Press release issued: 13 November 2024

A £5.5 million award for research that will help protect the public from health threats has been secured by the University of Bristol’s Health Protection Research Unit in Evaluation and Behavioural Science (HPRU-EBS).

The funding is part of an £80 million investment from the Department of Health and Social Care through the National Institute for Health and Care Research (NIHR) to Health Protection Research Units (HPRU).

A partnership between UK universities and the UK Health Security Agency (UKHSA), HPRUs conduct studies into long-term public health threats such as antimicrobial resistance, climate change, and acute or emerging threats, such as pandemics, and chemical, biological, radiological, and nuclear incidents.

Bristol’s HPRU-EBS, led by Professor Matthew Hickman, and Professors Katy Turner and Charles Beck at the UK Health Security Agency (UKHSA), will conduct research to help people and organisations improve their own and the public’s health through reducing infectious disease.

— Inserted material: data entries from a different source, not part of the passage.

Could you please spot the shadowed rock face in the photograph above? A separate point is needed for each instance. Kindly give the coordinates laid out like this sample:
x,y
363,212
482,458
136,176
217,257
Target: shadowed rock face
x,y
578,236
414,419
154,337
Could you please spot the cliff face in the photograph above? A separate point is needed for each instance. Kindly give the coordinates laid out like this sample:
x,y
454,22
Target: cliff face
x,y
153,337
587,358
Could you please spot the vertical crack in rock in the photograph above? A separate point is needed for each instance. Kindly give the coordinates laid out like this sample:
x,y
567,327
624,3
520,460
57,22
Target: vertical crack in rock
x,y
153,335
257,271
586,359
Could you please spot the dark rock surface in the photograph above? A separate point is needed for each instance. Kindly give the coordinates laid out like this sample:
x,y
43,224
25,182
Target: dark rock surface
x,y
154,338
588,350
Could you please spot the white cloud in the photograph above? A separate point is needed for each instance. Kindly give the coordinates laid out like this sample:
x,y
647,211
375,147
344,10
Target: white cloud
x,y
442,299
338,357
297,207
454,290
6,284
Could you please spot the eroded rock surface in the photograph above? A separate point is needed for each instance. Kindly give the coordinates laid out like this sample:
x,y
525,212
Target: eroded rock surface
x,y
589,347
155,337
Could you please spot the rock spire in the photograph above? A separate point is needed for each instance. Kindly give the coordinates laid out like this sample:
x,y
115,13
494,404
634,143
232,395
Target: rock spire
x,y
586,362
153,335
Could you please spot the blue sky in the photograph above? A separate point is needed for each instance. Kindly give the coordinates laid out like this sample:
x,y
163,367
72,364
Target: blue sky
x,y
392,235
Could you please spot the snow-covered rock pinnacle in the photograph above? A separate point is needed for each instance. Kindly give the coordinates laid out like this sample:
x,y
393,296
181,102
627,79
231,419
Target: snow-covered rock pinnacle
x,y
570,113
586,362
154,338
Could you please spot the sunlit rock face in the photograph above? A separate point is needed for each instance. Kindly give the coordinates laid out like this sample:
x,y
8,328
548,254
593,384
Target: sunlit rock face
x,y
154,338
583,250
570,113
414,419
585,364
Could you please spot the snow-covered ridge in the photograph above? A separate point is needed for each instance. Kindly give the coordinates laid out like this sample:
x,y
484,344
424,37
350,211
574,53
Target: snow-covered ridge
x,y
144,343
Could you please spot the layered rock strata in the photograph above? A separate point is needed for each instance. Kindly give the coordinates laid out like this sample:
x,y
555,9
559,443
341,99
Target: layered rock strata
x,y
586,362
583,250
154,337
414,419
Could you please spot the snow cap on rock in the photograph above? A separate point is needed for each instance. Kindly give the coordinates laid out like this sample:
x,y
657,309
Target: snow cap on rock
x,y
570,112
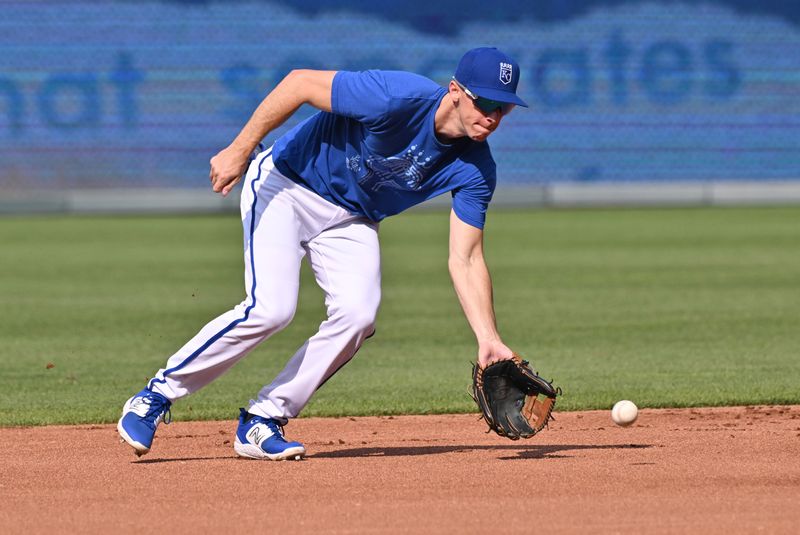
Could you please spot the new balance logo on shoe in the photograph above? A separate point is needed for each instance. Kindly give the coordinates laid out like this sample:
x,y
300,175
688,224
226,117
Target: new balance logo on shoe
x,y
259,433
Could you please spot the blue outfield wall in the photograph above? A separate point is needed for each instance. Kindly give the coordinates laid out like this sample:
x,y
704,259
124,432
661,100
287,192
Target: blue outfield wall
x,y
140,94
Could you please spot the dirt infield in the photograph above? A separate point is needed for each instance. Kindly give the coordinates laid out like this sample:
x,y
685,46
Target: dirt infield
x,y
727,470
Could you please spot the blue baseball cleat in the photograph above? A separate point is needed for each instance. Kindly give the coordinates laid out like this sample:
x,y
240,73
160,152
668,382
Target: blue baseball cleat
x,y
262,438
140,418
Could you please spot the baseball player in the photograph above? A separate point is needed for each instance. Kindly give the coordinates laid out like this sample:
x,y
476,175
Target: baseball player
x,y
382,142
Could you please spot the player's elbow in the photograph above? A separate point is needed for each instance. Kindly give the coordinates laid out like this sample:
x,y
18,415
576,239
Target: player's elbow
x,y
311,87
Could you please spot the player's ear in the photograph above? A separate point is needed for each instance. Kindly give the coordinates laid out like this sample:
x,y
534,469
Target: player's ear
x,y
454,90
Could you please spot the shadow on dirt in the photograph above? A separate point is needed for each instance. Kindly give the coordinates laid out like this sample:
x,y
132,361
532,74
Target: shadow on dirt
x,y
519,451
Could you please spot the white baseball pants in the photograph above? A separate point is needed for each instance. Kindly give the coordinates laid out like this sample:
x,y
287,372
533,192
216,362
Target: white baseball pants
x,y
283,222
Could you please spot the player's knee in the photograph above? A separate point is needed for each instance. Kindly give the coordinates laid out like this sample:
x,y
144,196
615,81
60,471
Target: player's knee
x,y
360,316
273,317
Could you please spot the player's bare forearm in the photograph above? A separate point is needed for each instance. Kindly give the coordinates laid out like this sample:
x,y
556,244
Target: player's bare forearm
x,y
473,285
297,88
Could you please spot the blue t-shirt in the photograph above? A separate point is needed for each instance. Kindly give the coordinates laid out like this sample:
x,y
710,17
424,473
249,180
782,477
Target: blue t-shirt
x,y
377,153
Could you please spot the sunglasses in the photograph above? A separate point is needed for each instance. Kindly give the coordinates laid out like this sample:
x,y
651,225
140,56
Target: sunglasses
x,y
486,105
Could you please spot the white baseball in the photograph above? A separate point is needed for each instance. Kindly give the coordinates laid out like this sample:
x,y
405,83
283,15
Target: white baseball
x,y
624,413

The multidisciplinary team, which includes researchers from Bristol, UWE Bristol, and the MRC Biostatistics Unit at the University of Cambridge, provides expertise in behavioural science, qualitative methods, clinical trials, evidence synthesis, epidemiology, statistical, infectious disease and economic modelling.

Working across five work themes (Co-produce, Optimise, Vaccinate, Evaluate and Eliminate), the team will apply new and advanced research methods using a range of approaches such as promoting vaccinations, testing for infections, reviewing published research, evaluating existing actions and examining how they are put into practice.